Priority: Not a Priority
Affects Version/s: 1.8.0, 1.8.1
Fix Version/s: None
So far only reliably reproducible on a 4-node cluster with parallelism ≥ 100. But do try https://github.com/jcaesar/flink-rocksdb-file-leak
A RocksDB state backend with HDFS checkpoints, with or without local recovery, may leak files in io.tmp.dirs on checkpoint expiry by timeout.
If the size of a checkpoint crosses what can be transferred during one checkpoint timeout, checkpoints will continue to fail forever. If this is combined with a quick rollover of SST files (e.g. due to a high density of writes), this may quickly exhaust available disk space (or memory, as /tmp is the default location).
As a workaround, the jobmanager's REST API can be frequently queried for failed checkpoints, and associated files deleted accordingly.

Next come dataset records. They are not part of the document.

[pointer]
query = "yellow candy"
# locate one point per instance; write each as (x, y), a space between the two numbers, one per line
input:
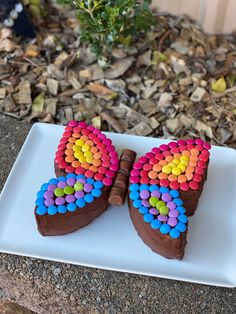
(89, 160)
(76, 148)
(166, 169)
(184, 158)
(182, 167)
(82, 159)
(172, 165)
(85, 147)
(176, 161)
(78, 155)
(79, 142)
(176, 171)
(88, 154)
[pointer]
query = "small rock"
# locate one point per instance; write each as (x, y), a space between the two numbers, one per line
(198, 94)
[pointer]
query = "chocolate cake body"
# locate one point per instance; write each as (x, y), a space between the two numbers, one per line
(176, 168)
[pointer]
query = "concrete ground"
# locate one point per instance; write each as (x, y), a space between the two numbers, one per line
(52, 287)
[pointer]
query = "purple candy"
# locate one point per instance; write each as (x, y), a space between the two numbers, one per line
(49, 202)
(172, 222)
(173, 213)
(153, 211)
(70, 198)
(171, 205)
(71, 181)
(145, 203)
(156, 194)
(60, 201)
(162, 218)
(88, 187)
(81, 180)
(62, 184)
(79, 194)
(52, 187)
(144, 194)
(166, 197)
(48, 194)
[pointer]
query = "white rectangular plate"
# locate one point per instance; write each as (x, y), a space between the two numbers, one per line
(110, 241)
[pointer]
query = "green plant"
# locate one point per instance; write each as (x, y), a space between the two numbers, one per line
(106, 22)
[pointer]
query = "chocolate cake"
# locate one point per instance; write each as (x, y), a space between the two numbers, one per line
(165, 188)
(86, 164)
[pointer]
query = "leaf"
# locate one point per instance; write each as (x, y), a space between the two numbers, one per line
(219, 86)
(38, 103)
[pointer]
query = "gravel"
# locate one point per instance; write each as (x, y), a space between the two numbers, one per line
(52, 287)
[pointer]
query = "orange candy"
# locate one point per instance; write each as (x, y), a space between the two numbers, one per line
(162, 176)
(172, 177)
(93, 168)
(69, 152)
(157, 167)
(69, 159)
(169, 158)
(85, 165)
(163, 162)
(152, 174)
(182, 178)
(72, 140)
(76, 164)
(97, 162)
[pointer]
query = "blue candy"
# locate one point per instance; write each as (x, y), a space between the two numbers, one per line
(40, 194)
(89, 198)
(60, 179)
(181, 227)
(41, 210)
(178, 201)
(164, 229)
(174, 193)
(183, 218)
(155, 224)
(98, 185)
(39, 201)
(53, 181)
(174, 233)
(44, 187)
(52, 210)
(181, 209)
(143, 210)
(134, 187)
(71, 176)
(96, 192)
(163, 190)
(148, 217)
(137, 203)
(71, 207)
(90, 180)
(153, 187)
(134, 195)
(144, 187)
(62, 209)
(80, 202)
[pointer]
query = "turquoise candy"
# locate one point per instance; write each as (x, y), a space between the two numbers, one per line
(41, 210)
(155, 224)
(52, 210)
(148, 217)
(174, 233)
(164, 229)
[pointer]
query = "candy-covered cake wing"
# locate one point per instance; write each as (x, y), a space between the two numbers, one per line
(165, 186)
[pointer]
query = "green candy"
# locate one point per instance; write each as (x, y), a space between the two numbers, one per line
(153, 200)
(59, 192)
(69, 190)
(164, 210)
(78, 186)
(159, 204)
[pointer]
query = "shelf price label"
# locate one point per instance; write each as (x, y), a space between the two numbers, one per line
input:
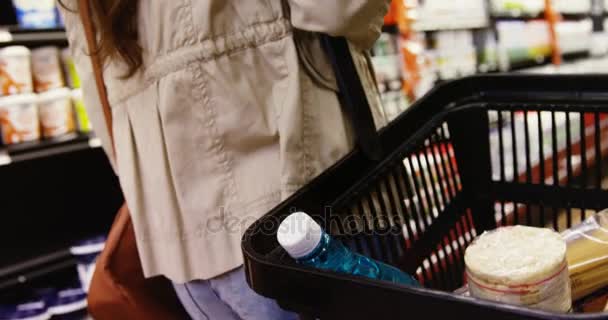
(5, 36)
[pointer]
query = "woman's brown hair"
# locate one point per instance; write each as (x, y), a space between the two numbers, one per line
(117, 29)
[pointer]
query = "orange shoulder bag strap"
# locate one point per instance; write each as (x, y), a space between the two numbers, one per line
(118, 288)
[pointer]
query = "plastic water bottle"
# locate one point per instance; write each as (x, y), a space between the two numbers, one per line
(308, 244)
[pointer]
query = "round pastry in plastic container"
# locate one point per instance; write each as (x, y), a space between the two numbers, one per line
(520, 265)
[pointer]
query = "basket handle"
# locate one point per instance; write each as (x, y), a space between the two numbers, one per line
(352, 95)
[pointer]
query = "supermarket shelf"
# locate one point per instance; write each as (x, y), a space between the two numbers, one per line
(33, 37)
(25, 271)
(526, 64)
(573, 56)
(392, 29)
(450, 24)
(47, 148)
(515, 15)
(576, 16)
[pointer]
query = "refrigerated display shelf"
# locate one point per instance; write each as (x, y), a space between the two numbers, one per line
(25, 271)
(48, 147)
(10, 36)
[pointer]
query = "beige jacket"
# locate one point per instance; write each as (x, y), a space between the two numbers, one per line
(225, 119)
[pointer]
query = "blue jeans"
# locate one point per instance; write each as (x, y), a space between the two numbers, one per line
(227, 297)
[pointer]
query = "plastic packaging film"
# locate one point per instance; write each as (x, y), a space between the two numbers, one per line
(520, 266)
(587, 255)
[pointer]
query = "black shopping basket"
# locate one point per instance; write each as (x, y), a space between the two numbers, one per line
(472, 155)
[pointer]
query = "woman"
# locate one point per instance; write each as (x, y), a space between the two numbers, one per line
(221, 110)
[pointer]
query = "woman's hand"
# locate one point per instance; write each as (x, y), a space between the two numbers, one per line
(360, 21)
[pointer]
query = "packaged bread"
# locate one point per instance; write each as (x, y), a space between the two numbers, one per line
(15, 71)
(69, 69)
(46, 69)
(19, 118)
(588, 255)
(82, 117)
(56, 116)
(520, 265)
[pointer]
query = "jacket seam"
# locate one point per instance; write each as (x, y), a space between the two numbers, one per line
(207, 50)
(217, 145)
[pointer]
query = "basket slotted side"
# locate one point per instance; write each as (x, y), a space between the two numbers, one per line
(439, 187)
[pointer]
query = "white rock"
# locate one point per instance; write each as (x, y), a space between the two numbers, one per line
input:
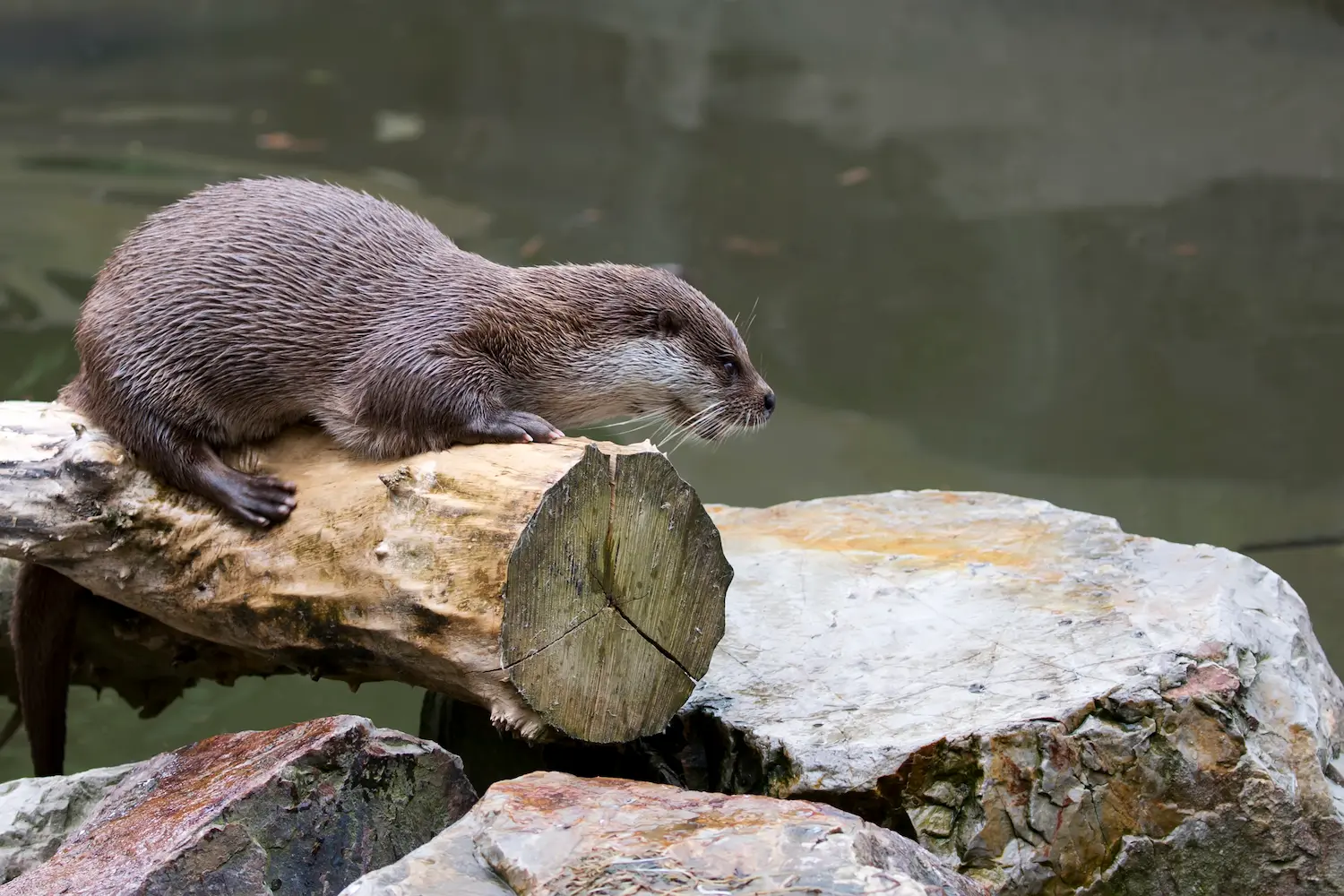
(37, 814)
(1046, 700)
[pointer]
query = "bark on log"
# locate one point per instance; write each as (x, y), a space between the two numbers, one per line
(573, 587)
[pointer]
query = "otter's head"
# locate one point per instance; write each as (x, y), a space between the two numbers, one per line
(680, 358)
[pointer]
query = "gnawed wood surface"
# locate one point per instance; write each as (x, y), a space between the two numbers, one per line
(513, 576)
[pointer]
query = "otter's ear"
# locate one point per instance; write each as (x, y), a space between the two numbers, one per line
(667, 323)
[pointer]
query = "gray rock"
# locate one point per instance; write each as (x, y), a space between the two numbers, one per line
(37, 814)
(303, 809)
(1048, 702)
(554, 834)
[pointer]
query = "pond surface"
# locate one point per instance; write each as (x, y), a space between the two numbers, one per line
(1085, 252)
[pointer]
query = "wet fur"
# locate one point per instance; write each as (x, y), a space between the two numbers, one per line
(257, 304)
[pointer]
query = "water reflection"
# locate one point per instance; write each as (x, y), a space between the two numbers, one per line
(1083, 252)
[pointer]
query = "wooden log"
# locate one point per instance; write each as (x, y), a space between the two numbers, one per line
(142, 659)
(573, 587)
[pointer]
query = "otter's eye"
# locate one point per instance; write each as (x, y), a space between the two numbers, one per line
(667, 323)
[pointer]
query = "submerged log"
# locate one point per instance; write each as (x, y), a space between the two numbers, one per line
(573, 587)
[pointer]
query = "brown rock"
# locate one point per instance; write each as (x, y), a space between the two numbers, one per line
(554, 834)
(303, 809)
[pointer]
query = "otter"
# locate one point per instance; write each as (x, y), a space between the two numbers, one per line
(257, 304)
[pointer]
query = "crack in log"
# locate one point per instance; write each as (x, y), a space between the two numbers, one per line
(609, 578)
(553, 641)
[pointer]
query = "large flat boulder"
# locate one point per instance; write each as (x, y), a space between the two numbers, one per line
(554, 834)
(1047, 702)
(304, 809)
(37, 814)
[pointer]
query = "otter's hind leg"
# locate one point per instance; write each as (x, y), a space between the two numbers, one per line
(193, 465)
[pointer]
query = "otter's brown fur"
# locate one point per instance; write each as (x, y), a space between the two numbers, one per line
(257, 304)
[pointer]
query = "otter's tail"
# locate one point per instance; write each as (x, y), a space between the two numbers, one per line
(42, 629)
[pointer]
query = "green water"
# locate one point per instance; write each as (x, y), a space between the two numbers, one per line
(1083, 252)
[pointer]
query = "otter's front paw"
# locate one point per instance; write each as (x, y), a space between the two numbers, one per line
(513, 426)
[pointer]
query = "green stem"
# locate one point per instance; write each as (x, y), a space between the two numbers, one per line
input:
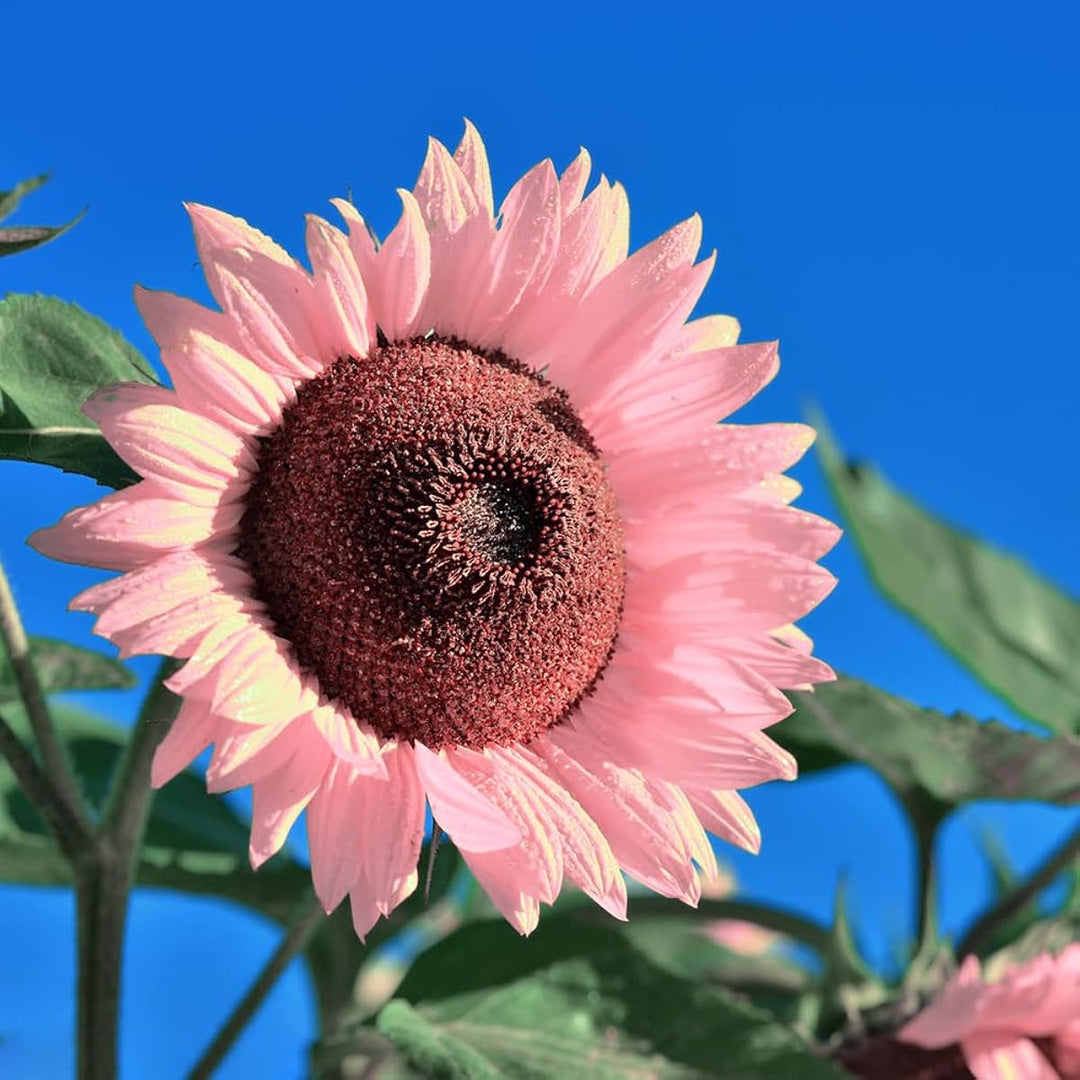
(130, 794)
(1013, 901)
(38, 786)
(53, 756)
(926, 933)
(99, 923)
(307, 919)
(104, 883)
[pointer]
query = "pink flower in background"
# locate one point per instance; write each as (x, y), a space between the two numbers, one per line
(1025, 1026)
(737, 935)
(449, 522)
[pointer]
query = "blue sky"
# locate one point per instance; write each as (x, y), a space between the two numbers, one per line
(892, 191)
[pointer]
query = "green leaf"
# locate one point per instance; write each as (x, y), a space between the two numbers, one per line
(488, 1003)
(53, 355)
(1014, 630)
(336, 954)
(934, 763)
(63, 666)
(10, 200)
(194, 842)
(22, 238)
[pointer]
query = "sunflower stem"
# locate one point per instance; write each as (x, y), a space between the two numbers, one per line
(104, 881)
(1013, 901)
(100, 914)
(308, 918)
(54, 758)
(69, 832)
(927, 890)
(436, 835)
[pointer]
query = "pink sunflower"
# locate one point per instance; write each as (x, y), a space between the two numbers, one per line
(450, 521)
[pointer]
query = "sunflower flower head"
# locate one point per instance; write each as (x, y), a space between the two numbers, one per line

I've tried investing the cause a little bit, but I'm stuck:
- Checkpoint 19 of job ac7efce3457d9d73b0a4f775a6ef46f8 expired before completing. and similar gets printed, so
- abortExpired is invoked, so
- dispose is invoked, so
- cancelCaller is invoked, so
- the canceler is invoked (through one more layer), so
- cleanup is invoked, (possibly not from cancel), so
- cleanupProvidedResources is invoked (this is the indirection that made me give up), so
- this trace log should be printed, but it isn't.
I have some time to further investigate, but I'd appreciate help on finding out where in this chain things go wrong.